Unendliche Weiten. Wir schreiben das Jahr 2016. Dies sind die Abenteuer des Siegfried Mader, der mit seiner Besatzung wochen- und monatelang unterwegs ist, um neue Welten zu erforschen, neues Leben und neue Zivilisation. Viele Kilometer von der Heimat entfernt dringt das Fahrzeug in Wüsten vor, die kaum ein Mensch zuvor gesehen hat...  

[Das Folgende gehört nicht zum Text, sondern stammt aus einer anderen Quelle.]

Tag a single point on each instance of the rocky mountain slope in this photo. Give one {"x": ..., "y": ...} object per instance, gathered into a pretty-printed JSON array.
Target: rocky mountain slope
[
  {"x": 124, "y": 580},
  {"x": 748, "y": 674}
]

(frei nach "Raumschiff Enterprise)

 

 

Individualreisen im Wandel der Zeit

 

Meine Reisekarriere begann vor mehr als 34 Jahren. Nach dem Abitur reiste ich mit zwei Freundinnen in einem Audi 50, mit Zelt und Gitarre im Gepäck nach Korsika. Die erste Reise auf eigene Faust und mit einem Ablauf, der sich viele Jahre wiederholen sollte: Anreise auf der Autobahn durch Italien, Schiffspassage, dann traumhafte Landschaften und zurück wieder per Schiff und Autobahn. Nach Korsika und Sardinien las ich in der Zeitschrift "Tours" von einem gescheiterten Versuch, die algerische Grenze nach Mali zu passieren. Gescheiterte Versuche reizten mich schon damals zu beweisen, dass es doch geht. Ich kaufte mir einen Allrad-Lkw und fuhr damit zunächst einmal auf der damaligen Gastarbeiter-Route, dem "Autoput" in die West-Türkei. Der Charme einer kargen Landschaft gepaart mit üppiger türkischer Küche legten den Grundstein für die Liebe zum Orient, und die nächste Reise ging dann schon als Mitglied des EAF (Euro-Arabischer Freundschaftskreis e.V.) nach Jordanien, ans Rote Meer. Aber eigentlich wollte ich ja in Afrika etwas beweisen, also machte ich meinen betagten Borgward wüstentauglich und buchte zum ersten Mal die Fähre "Habib" von Genua nach Tunis. Auf der Standardroute über Djanet und Tamanrasset durch Algerien musste ich erkennen, dass mein Fahrzeug zu schwer und zu schwach motorisiert war für Touren abseits der Teerstraße, aber ich hatte bereits den Wüsten-Virus in mir.

 

Also kaufte ich mir einen Unimog 404 und verdieselte ihn, sattelte ihm eine selbstgebaute Wohnkabine auf - und fertig war mein Afrika-Mobil. Die nächsten Jahre nahm ich damit auch sehr abgelegene und nur querfeldein erreichbare Ziele in der algerischen Sahara ins Visier. Die Touren wurden von Jahr zu Jahr extremer und einsamer, das Risiko einer letztlich tödlichen Panne wuchs stetig, während Überfälle in der Sahara noch gänzlich unbekannt waren. Durch ein Unglück brannte eines Nachts mein Afrika-Mobil vollkommen aus, und es wurde ein jüngerer Unimog 416 angeschafft und nach den mittlerweile reichlich vorhandenen Geländeerfahrungen optimiert ausgebaut, die Reichweite auf weit über 3000 km erweitert - das optimale Wüstenfahrzeug war gefunden, und noch extremere Reisen wurden möglich. So wurden in den folgenden Jahren auch weit entlegene Ziele in sehr einsamen Gegenden mit faszinierenden Landschaften angefahren, tausende Bilder und archäologische Fundstücke mit nach Hause genommen (damals durfte man das noch). Was mir erst viel später bewusst geworden ist: das Fahren war zum Selbstzweck geworden! Der Urlaub begann vor der Haustür mit dem Einsteigen in meinen Unimog, und genau dort endete er auch erst wieder.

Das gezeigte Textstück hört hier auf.